Moscow is hardly a short-break destination, but could be soon as the low-cost airlines now operate there, and the city has undergone a tourist revolution since the bad old days of surly service everywhere and take your own toilet paper.
Last time I was there the tanks had just left the streets and KGB founder Felix Dzerzhinsky’s statue was still outside the Lubyanka headquarters.

Today Felix is still on a plinth, but moved to an entertaining park of fallen sculptures in the ‘dustbin of history’ with Lenin, Stalin and others, and Moscow has changed in many ways.
Changed beyond recognition is the quality and availability of hotels.

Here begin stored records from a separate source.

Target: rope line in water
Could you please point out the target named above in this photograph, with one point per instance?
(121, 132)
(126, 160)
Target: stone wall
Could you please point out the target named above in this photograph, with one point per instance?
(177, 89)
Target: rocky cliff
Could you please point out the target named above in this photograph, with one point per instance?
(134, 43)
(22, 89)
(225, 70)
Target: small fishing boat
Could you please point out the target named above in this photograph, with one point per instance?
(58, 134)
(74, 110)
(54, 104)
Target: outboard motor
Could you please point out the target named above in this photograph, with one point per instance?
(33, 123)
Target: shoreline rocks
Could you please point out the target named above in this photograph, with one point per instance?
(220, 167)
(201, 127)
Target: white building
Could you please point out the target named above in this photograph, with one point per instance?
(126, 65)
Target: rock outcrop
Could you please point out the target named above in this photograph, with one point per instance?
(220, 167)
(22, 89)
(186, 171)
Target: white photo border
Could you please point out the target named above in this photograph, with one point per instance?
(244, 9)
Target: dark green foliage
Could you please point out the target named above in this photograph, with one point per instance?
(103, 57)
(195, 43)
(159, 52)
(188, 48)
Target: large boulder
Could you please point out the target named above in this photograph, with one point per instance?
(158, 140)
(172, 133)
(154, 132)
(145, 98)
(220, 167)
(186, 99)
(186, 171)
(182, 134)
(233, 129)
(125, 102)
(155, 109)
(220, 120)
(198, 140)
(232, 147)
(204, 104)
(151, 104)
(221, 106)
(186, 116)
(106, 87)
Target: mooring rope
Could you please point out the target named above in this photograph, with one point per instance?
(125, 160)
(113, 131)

The days of the 30watt light bulb in bedrooms and restaurants serving unnamed and unidentifiable meat with hostile service are long gone.

Today you can chose from most international hotel chains, best of which we rate as the Baltschug (Kempinski) and the Marriott Grand (or Marriott Tverskaya), about 5 minutes from Red Square.
Lenin, remains in his mausoleum in Red Square, the physical and spiritual centre of Moscow and that’s the obvious starting point for any tourist. Security remains tight, but after seeing the body you exit to see the Kremlin wall graves. Forget the former soviet leaders and look for true heroes; author John Reed, the only American to be buried in the necropolis or Cosmonauts Gagarin and Komarov.
Many of Moscow’s sights can be accessed on foot from Red Square, but the famous underground is the bloodstream of the city and a tourist attraction in its own right.

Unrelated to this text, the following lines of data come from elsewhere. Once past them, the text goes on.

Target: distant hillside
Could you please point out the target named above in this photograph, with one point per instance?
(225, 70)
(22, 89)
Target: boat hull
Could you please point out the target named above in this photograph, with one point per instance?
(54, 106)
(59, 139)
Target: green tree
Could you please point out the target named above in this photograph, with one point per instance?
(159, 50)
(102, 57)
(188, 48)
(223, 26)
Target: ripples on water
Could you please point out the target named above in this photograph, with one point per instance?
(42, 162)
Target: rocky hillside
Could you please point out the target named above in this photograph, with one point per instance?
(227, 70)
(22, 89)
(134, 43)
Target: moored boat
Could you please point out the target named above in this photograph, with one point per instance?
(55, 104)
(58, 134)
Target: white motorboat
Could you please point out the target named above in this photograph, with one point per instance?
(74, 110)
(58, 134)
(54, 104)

Forget the Blade Runner style of station familiar to Londoners. The underground was built not only for transport but to provide palaces for the people and even 80 years after the first stations opened they remain dazzling. From Teatralnaya station by Red Square take line 1 then change to line 6. Get off at VdNK station [named after an exhibition park] and you are at the Space Museum and Monument to the Conquerors of Space. The contents range from spacecraft to simple clothes worn by space pioneers of space – a must-do for any gadget lover.

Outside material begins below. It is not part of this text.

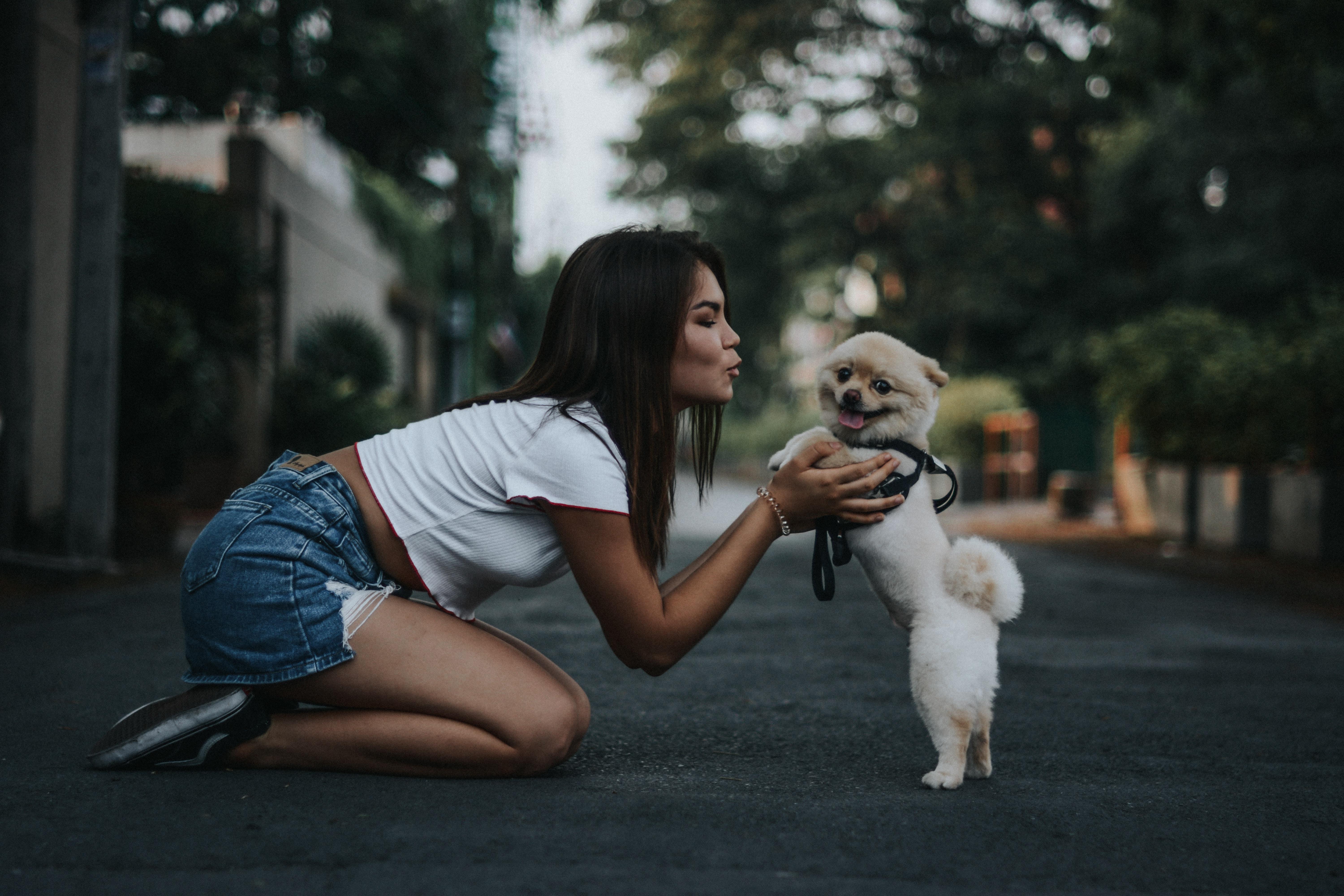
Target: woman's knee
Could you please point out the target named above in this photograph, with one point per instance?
(550, 738)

Of course Moscow is also about history and back in the city centre any tourist has to visit the onion domed Cathedral of Vasily the Blessed, commonly known as Saint Basil’s Cathedral, at the edge of Red Square. This is not one church, but nine ranged around a central core. It was built for Ivan the Terrible, who was reputed to have blinded the architect to stop him building another. After St Basils cross the square to GUM, once a shop with no stock but now filled with brands so upmarket it can make Harrods seem like Poundland.

Perhaps the most dazzling window into Moscow’s imperial past is the Kremlin Armoury which displays art and jewels from the 5th right through to the 20th century. How dazzling is it?  Well they have many of the world’s Faberge eggs, built for the Russian royal family. They’re displayed in a side case, almost an afterthought compared to the other items in the collection.

Moscow is unlikely to be a weekend away destination in the way of Prague or Budapest, but with the city appearing on low cost airlines routes it’s now possible to visit for less than a Tsar’s ransom.